The Phoenix Manifesto

Date
January 2014
Material
Golden paint
200gsm paper
Dimensions
DIN A2
With
Type
Poster

“The craft of the typographer, like any other, necessarily reflects the times. The age gives him the means with which to satisfy the needs the age creates. There are two sides to typography. First,it does a practical job of work: and second, it is concerned with artistic form. Both these aspects, the utilitarian and the formal, have ever been true children of their day and age; sometimes form has been accentuated, sometimes function and in particularly blessed periods form and function have been felicitously balanced.”
— Emil Ruder

With every typographic project, it is important to balance between form and function.
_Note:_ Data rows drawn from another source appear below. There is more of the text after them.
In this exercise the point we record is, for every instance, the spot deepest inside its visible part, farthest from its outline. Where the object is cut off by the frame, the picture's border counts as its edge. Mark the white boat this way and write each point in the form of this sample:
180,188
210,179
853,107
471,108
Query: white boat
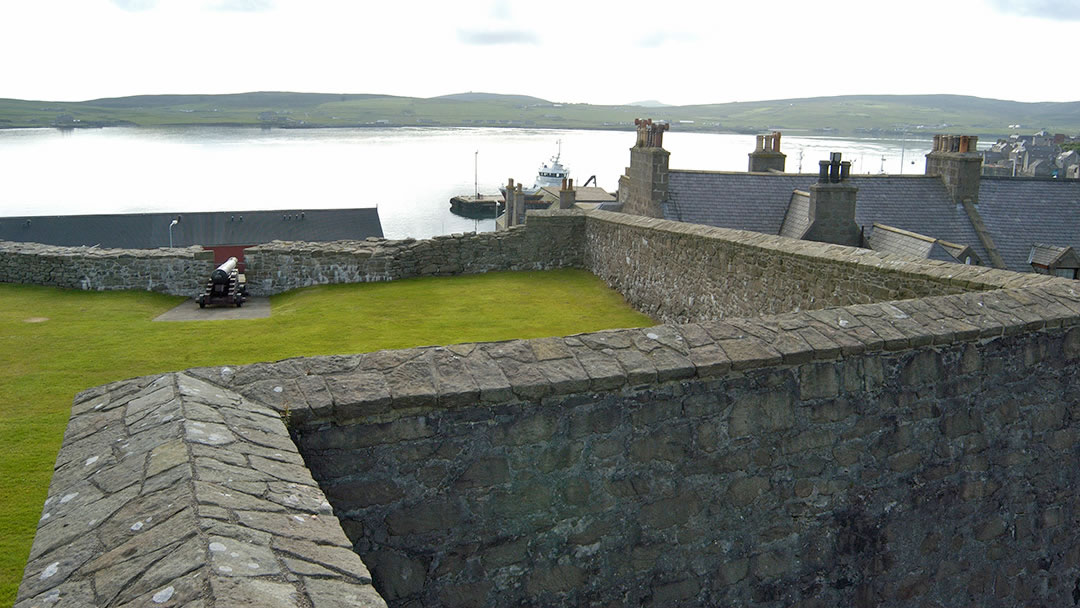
551,174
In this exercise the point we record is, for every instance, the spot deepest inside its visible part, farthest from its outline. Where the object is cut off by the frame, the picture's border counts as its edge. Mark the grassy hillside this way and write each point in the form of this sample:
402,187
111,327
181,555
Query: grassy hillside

In a team, Amir Houieh, Gabor Kerekes and me, have asked ourselves the question what this balance would be in the process of making a poster. During the process of this research, we have created series of 21 items. We have questioned the value of cooperation while creating something such as one single canvas, and decided that working in a chain would be the most productive method. By working simultaneously on another subject and passing it on, we have combined craft and generic processes. We have created every item of this project according to the following points:

* We are similar to the life of the Phoenix. We construct a reality, then let it burn to ashes. From these ashes then arises a new life.
* We are the components of a machine outputting typography. Work will be created collaboratively in a chain.
* We will respectively execute the following steps: Construct – De-construct – Reconstruct.
* The machine has to keep running continuously. We will only have one week for each step.
* We work intuitively; we let surprises happen.